Published in final edited form as: Neuron. 2012 May 24;74(4):663–675. doi: 10.1016/j.neuron.2012.02.033

Figure 7. Transplanted MGE-derived neurons integrate into spinal cord circuits that engage lamina I projection neurons.

Figure 7

(A) Injection of the retrograde transneuronal viral tracer pseudorabies (PRV, red) in the external lateral parabrachial nucleus (elPB; left panel) results in infection of spinal cord projection neurons that target the elPB (projection neurons “become” red; middle panel). Subsequent retrograde transfer of PRV labels spinal cord neurons that are upstream of the infected projection neurons (spinal neurons, including GFP+ (green) MGE cell “become” red; right panel). (B–D) PRV+ (red) projection neurons of spinal cord lamina I (arrows) and PRV+ interneurons of laminae II–III (arrowheads).

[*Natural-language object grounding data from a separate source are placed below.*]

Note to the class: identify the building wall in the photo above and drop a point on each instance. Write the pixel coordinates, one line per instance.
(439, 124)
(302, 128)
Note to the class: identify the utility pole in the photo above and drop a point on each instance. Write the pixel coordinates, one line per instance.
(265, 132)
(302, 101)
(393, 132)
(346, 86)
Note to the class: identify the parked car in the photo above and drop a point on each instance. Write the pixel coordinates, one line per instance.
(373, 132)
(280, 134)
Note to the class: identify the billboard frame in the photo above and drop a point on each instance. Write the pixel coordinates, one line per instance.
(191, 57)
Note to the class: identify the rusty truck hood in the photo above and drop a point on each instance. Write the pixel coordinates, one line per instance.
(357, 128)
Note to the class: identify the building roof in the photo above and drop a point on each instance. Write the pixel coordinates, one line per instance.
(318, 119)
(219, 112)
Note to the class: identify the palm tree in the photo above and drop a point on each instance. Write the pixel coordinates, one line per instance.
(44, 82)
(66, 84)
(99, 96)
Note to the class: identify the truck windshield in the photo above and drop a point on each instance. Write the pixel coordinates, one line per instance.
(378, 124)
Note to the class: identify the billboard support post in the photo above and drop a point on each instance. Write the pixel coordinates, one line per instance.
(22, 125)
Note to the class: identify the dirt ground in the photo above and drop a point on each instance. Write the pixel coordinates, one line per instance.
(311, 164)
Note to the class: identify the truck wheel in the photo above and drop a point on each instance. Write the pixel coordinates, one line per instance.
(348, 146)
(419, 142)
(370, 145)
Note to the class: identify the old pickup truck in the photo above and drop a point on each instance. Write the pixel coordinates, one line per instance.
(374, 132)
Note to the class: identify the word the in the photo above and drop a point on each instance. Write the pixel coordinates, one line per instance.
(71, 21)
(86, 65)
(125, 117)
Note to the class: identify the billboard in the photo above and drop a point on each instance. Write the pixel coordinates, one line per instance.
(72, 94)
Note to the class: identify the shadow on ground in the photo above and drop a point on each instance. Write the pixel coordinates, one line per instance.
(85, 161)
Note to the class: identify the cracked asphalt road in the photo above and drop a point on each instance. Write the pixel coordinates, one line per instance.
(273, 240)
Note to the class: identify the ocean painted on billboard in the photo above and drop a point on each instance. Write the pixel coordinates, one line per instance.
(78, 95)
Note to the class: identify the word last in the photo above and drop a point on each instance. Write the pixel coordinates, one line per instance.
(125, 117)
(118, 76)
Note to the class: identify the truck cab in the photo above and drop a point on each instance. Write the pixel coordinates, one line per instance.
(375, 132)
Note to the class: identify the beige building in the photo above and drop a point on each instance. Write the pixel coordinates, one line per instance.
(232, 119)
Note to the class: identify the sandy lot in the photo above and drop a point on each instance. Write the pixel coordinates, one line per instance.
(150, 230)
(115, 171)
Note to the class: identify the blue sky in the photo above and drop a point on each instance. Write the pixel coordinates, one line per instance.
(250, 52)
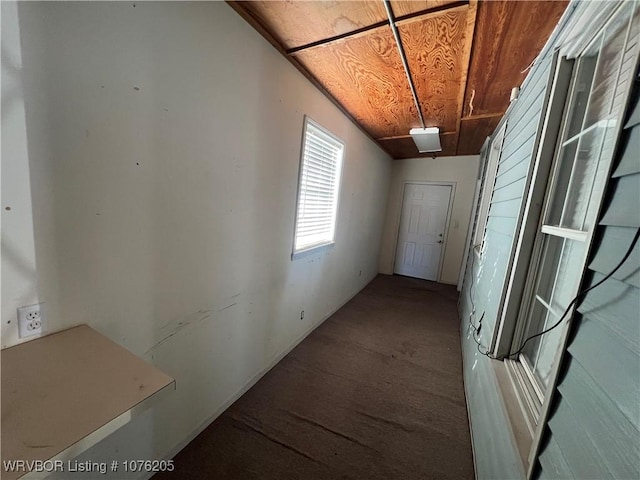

Note the extensive arborization of GFP-positive terminals around retrogradely PRV-labeled neurons (D, inset; see also Supplementary Figure 5). (E–G) MGE transplanted cells (green) are among the cells that are retrogradely infected by PRV (red), indicating that MGE cells have integrated into a neuronal circuit that influences projection neurons of lamina I. Arrowheads in E point to retrogradely infected PRV+/GFP− spinal cord interneurons. Arrows point to examples of PRV+/GFP+ double-labeled cells. Arrowheads Scale bars equals 100 µm in B–D and 50 µm in E–G.